How Did You Contract It?

Answering the most asked question given to those diagnosed with hep C: “How did you contract it?”
The uncomfortable qustion
This has got to be the most uncomfortable question anyone fighting hepatitis C is faced with. I know even for myself I get all nervous and that clammy-hand feeling. It is because at that moment whatever comes out of our mouth will be subject to criticism, rejection, and judgment. We all fear not being accepted by our peers, family, and friends. I will admit, even I still get this feeling AND I have been very public about having the disease. Several documentaries, news features, magazine articles and yet I still get that nervous feeling if I get asked by someone.
The stigma attached to hep C is still a factor. Although it has gotten a little better over the past 5 years, it remains to be a negative diagnosis. That part I really get upset about. I know many other health issues also have high negative stigma tied to them as well. But with our now 98% cure rates, I would have hoped that stigma started to relax more and more.
It is difficult to put your life out in public. Facing all sorts of backlash, shame or whatever. It is not easy. When I chose to go public, I wanted to be that ‘everyday American woman’ face to a disease that no one would have expected ME to have. I wanted people to see me and say “oh man, if she has it, could I?” I wanted to show that a normal everyday person CAN have this. A woman with a career, a mother, a wife, a friend, a daughter could be fighting a horrible disease with high stigma. That it is not a three-headed monster drooling from the sides of her mouth. I was just an everyday working woman with a family.
It shouldn’t matter how people contracted hep C
It has always been my thought about hep C, that yes, there are ways other than blood transfusions to contract the disease and much more difficult lifestyles than what I experienced. I am not here to pretend to understand and know how another who is fighting addiction feels with the stigma of that. But I do know we share the same stigma of hep C. It doesn’t matter how one contracts this disease, we are bonded by the same dragon we are fighting (a term used in the hep C communities to describe and call hep C) It also should not be looked down on as to how I contracted it versus someone fighting addiction because that does not matter. The battle from contraction is the same after that point.

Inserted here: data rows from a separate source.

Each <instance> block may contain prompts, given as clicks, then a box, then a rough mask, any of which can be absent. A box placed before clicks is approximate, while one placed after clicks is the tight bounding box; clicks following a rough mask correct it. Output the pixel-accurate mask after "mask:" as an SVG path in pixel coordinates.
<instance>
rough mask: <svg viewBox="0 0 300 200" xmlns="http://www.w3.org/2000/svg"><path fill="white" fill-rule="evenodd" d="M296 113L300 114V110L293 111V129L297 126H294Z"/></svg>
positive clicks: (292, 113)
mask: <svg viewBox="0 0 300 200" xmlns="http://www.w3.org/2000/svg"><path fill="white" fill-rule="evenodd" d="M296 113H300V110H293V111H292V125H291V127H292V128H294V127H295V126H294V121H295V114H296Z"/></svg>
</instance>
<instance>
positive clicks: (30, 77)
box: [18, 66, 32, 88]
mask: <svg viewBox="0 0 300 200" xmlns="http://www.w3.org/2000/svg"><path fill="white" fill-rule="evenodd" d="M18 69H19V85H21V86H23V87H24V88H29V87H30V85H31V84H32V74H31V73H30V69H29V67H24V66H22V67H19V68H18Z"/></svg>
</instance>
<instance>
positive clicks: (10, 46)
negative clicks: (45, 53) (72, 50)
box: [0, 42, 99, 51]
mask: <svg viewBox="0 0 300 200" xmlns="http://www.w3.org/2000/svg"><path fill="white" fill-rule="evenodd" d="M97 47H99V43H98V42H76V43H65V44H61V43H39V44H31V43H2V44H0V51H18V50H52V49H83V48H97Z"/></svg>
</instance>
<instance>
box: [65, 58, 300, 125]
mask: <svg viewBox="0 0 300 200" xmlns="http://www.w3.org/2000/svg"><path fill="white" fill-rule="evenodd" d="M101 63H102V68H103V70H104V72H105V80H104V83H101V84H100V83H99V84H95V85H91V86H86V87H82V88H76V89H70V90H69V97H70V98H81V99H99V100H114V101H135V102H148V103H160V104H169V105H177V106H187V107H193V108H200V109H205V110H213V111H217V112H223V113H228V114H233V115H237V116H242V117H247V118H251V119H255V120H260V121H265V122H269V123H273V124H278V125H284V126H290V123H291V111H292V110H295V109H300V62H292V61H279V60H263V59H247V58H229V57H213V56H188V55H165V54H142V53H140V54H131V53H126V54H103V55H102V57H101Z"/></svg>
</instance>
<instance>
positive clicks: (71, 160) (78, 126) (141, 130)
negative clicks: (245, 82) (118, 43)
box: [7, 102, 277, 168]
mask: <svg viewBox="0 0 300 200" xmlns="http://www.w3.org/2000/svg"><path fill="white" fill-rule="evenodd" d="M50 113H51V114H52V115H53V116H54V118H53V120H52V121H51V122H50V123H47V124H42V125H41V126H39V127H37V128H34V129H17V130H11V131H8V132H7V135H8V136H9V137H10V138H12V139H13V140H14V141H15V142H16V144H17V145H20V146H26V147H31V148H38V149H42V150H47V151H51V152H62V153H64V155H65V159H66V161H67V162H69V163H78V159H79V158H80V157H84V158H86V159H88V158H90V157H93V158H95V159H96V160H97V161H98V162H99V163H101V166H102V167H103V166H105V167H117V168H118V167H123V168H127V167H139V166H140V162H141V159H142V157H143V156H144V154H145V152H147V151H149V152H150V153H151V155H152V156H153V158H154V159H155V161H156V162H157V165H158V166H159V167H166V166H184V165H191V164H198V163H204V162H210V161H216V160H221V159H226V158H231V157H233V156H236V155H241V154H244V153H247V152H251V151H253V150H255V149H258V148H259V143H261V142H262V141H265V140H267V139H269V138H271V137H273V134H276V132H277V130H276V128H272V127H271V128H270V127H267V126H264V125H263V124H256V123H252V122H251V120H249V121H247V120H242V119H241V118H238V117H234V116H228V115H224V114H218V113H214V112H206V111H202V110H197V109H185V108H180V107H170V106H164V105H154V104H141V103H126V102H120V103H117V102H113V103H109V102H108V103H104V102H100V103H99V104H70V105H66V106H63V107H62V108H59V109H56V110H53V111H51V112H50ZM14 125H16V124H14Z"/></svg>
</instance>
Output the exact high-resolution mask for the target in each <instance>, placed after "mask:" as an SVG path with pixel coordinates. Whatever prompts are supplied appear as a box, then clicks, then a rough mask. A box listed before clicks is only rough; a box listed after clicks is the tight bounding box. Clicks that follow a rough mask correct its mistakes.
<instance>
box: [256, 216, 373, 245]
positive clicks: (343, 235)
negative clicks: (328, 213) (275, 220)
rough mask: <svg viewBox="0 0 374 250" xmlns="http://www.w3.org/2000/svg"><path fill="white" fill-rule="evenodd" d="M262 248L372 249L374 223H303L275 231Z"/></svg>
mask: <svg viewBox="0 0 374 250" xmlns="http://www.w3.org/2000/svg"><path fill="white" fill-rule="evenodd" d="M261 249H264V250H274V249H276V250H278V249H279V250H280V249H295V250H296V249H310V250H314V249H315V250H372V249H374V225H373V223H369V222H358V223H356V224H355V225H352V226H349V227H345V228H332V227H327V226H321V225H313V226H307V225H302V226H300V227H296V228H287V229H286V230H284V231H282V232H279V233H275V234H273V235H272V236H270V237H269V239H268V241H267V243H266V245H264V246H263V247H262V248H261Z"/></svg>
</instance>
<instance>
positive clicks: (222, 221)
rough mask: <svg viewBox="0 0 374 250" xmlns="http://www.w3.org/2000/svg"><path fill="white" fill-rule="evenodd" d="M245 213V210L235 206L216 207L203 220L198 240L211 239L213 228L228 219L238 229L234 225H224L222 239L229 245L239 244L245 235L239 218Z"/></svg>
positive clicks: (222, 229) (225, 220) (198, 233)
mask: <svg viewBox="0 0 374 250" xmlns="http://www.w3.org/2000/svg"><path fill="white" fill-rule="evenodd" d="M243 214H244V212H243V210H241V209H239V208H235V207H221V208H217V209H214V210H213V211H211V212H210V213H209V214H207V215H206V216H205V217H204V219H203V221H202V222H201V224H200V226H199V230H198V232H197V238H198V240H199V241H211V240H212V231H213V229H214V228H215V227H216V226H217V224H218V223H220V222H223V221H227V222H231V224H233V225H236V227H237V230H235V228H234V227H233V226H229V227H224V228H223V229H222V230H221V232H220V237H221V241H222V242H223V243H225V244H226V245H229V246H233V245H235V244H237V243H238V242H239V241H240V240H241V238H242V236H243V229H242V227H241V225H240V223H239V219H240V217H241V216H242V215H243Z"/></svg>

What I am saying here is…I wish people would not put a judgment to this disease. We all need to come together to bond and lift one another up and help get cured. And if once cured, if an addiction brings you back to subjecting yourself to being re-infected, then we need to address the addiction as a separate disease. We need to help those fighting that battle. They are someone’s daughter/son, mother/father, wife/husband and most of all friend. We all matter in this world equally. We all deserve a cure and a happy healthy life. If you are fighting addiction, please read this and know you are stronger than what is tying you to a drug. You can BEAT that as well. Stand up and FIGHT! If you can beat hep C, you can beat this as well. You MATTER ~ “Not without a FIGHT! ~HCV~”
Comments
It's been said, "ignorance is bliss." And I guess this worked for me. I was diagnosed in 1998. I was clueless as to what Hep C meant. I was at a point in my life where everything was going beautifully. I had a great family and a wonderful career. After the diagnose I didn't research or try to learn about the disease. I didn't know there was a stigma attached to it either. I went about my rosy life without a care in the world. If people shunned me when I told them I had been diagnosed with Hep C that too went right over my head. After I started getting so sick that I couldn't work, I still didn't recognize the burden that had come over me. My confidence and faith were at a level that I couldn't see the facts for what they were. And even when my doctor told me I had less than five months to live, I didn't let his prediction slow me down. In the end, I received a liver transplant at the University of Colorado Hospital in Denver, Co from my daughter. She was my living donor, my hero, my angel. Today, I am active in the community and although I can't do what I once did it's ok. I have found what I can do and that's how I live. As long as we breath there's hope. I went from knowing virtually nothing about a debilitating disease to learning how to live peacefully with it. My hope is that you can also do this because we are more than mere survivors, we are true thrivers. So let's thrive my fellow heppies.
when a professional in the medical field would ask me right off the bat when they find/FOUND OUT i had a HISTORY OF HEPC,"How did you GET IT?"
It really Makes me all upset in the inside & i tend to judge the professionals, doctors, RNs, even clerical, i tend to look DOWN ON THEM & consider them dense in the mind.
Thing is many infected with hep really have no clue on when or how they contracted it. ENJOYED YOUR ARTICLE. Peace & Blessings to you.